O Sebrae no Pará realizou nesta sexta-feira (20), na sede da instituição, em Belém, o segundo ciclo formativo de letramento racial, reunindo especialistas, representantes de instituições públicas e lideranças para debater a promoção da equidade racial na instituição, com transmissão online para as regionais.
A iniciativa integra as ações do Pacto Interinstitucional Pró-Equidade Racial, idealizado pelo Tribunal de Contas do Estado do Pará (TCE/PA), que reúne mais de 60 instituições públicas e privadas no estado. O pacto tem como objetivo fortalecer a atuação em rede para o enfrentamento do racismo estrutural no Pará.

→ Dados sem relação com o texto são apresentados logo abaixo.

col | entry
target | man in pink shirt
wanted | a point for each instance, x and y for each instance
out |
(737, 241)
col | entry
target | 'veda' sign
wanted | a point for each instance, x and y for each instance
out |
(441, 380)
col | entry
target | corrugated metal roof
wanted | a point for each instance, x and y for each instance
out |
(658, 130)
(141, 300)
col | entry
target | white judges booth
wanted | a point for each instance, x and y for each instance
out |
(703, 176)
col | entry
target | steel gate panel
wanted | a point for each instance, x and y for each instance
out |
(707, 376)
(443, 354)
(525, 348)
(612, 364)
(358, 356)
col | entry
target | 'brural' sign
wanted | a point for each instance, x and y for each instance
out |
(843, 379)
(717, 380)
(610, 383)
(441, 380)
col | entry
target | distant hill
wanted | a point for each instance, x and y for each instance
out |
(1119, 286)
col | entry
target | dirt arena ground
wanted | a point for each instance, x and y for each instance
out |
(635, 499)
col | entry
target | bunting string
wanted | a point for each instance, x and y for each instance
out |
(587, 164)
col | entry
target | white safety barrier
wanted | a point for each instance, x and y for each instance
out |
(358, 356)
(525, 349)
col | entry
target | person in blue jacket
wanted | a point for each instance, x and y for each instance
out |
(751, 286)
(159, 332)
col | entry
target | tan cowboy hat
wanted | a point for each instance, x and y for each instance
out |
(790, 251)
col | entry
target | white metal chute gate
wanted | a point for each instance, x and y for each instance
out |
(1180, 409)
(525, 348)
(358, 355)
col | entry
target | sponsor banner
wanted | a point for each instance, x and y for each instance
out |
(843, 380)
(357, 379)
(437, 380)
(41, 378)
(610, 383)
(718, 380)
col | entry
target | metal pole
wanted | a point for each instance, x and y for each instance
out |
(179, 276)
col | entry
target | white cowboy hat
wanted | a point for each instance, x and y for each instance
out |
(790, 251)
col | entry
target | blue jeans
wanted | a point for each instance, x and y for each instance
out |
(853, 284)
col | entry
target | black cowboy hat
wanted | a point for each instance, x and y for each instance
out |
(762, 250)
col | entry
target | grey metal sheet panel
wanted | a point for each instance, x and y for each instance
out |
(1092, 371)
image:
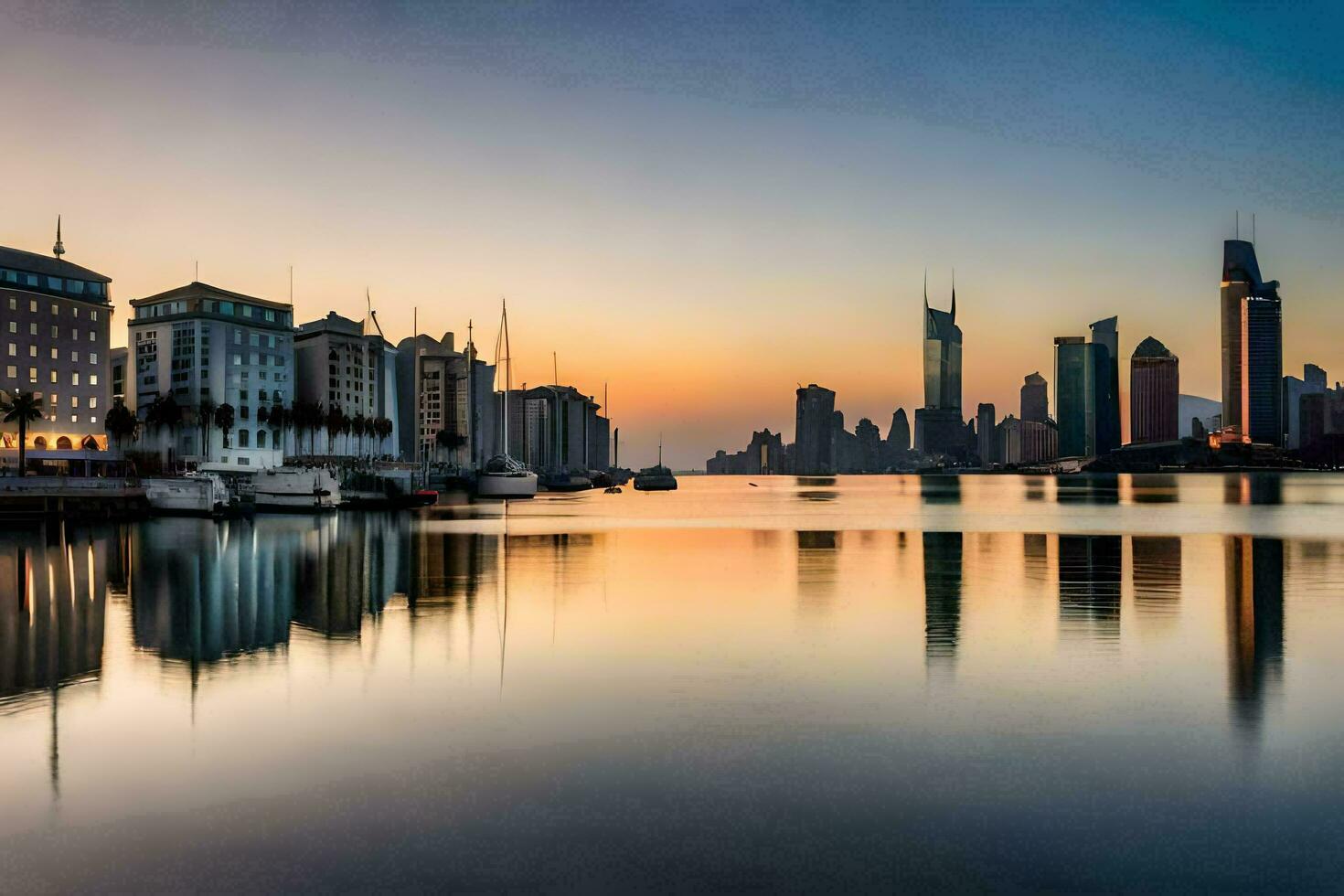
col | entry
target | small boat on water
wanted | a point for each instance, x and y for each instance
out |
(503, 475)
(292, 489)
(655, 478)
(190, 495)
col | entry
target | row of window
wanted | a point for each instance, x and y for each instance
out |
(56, 283)
(56, 309)
(56, 331)
(12, 372)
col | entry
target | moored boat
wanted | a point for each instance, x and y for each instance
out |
(192, 495)
(296, 491)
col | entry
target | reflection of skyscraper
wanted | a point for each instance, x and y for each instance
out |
(1089, 584)
(1156, 574)
(938, 425)
(1255, 621)
(53, 597)
(1253, 347)
(943, 597)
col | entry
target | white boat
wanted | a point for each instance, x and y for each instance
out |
(296, 489)
(194, 493)
(503, 475)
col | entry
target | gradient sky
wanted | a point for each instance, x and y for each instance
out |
(698, 203)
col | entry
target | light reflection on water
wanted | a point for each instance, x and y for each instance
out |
(858, 681)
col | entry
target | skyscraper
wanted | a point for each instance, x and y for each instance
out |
(988, 440)
(1035, 398)
(1253, 348)
(1153, 394)
(938, 425)
(814, 414)
(1087, 391)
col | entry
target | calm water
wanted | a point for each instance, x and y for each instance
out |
(860, 683)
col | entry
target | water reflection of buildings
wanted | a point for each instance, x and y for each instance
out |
(943, 598)
(1089, 586)
(53, 595)
(1254, 571)
(245, 581)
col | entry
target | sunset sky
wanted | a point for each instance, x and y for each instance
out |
(702, 205)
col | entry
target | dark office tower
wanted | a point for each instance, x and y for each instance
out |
(814, 443)
(1087, 391)
(1035, 398)
(898, 437)
(1074, 403)
(938, 425)
(987, 441)
(1253, 348)
(1106, 361)
(1153, 394)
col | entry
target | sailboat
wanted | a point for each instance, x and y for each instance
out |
(655, 478)
(504, 477)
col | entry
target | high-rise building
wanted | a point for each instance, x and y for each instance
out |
(987, 438)
(1153, 394)
(898, 437)
(452, 395)
(938, 425)
(202, 344)
(1313, 383)
(54, 323)
(349, 367)
(814, 443)
(1087, 391)
(1253, 348)
(1035, 398)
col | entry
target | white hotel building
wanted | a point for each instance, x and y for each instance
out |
(199, 341)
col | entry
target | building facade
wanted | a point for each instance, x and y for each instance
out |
(1252, 348)
(938, 425)
(814, 450)
(208, 348)
(1035, 398)
(54, 329)
(349, 367)
(1087, 391)
(1153, 394)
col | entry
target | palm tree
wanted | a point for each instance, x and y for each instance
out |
(225, 420)
(122, 423)
(335, 421)
(205, 420)
(22, 409)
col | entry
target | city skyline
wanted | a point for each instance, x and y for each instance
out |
(669, 237)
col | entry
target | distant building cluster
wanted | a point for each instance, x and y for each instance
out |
(1265, 417)
(217, 379)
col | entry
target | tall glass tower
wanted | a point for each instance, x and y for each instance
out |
(1253, 348)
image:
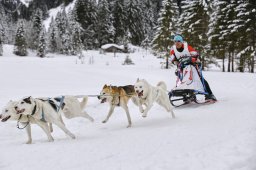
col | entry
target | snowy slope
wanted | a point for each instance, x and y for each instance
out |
(221, 136)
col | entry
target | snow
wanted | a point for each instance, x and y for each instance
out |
(106, 46)
(26, 2)
(220, 136)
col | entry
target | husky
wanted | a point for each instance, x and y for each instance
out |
(149, 94)
(118, 96)
(69, 105)
(9, 113)
(39, 109)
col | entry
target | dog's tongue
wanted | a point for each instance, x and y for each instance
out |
(5, 119)
(20, 111)
(140, 94)
(103, 100)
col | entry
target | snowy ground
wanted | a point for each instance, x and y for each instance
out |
(221, 136)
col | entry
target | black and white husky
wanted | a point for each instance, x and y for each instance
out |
(43, 111)
(149, 94)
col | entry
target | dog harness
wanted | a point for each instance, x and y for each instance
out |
(34, 111)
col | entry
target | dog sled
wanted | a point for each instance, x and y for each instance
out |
(190, 86)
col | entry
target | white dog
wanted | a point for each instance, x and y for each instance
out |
(9, 113)
(149, 94)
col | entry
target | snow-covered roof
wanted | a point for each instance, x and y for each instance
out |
(106, 46)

“A pluralidade é um dos nossos eixos de atuação, ao lado da sustentabilidade e da inovação. Por isso, iniciativas como esta reforçam, na prática, o compromisso do Sebrae com um dos nossos principais pilares. Ao promover esse debate, contribuímos para a construção de ambientes institucionais mais conscientes, inclusivos e preparados para lidar com a diversidade racial”, destacou o diretor-superintendente do Sebrae/PA, Rubens Magno, que fez a abertura dos trabalhos, destacando que a capacitação alcançou cerca de 300 colaboradores da instituição.
“Nós estamos realizando diversas ações voltadas ao empreendedorismo negro em todo o estado, mas também ao empreendedorismo indígena e quilombola”, completou a diretora técnica do Sebrae/PA, Domingas Ribeiro, que também participou do evento.

O evento também foi alusivo ao Dia Internacional para a Eliminação da Discriminação Racial, celebrado neste sábado (21), reforçando a importância da reflexão e do compromisso institucional com a pauta.
A programação teve como destaque a palestra magna da professora doutora Eunice Prudente, que abordou os desafios históricos do racismo no Brasil e a necessidade de ampliar o letramento racial como ferramenta de transformação social. Durante sua fala, a especialista ressaltou a importância de políticas públicas e iniciativas institucionais comprometidas com a inclusão e a justiça social.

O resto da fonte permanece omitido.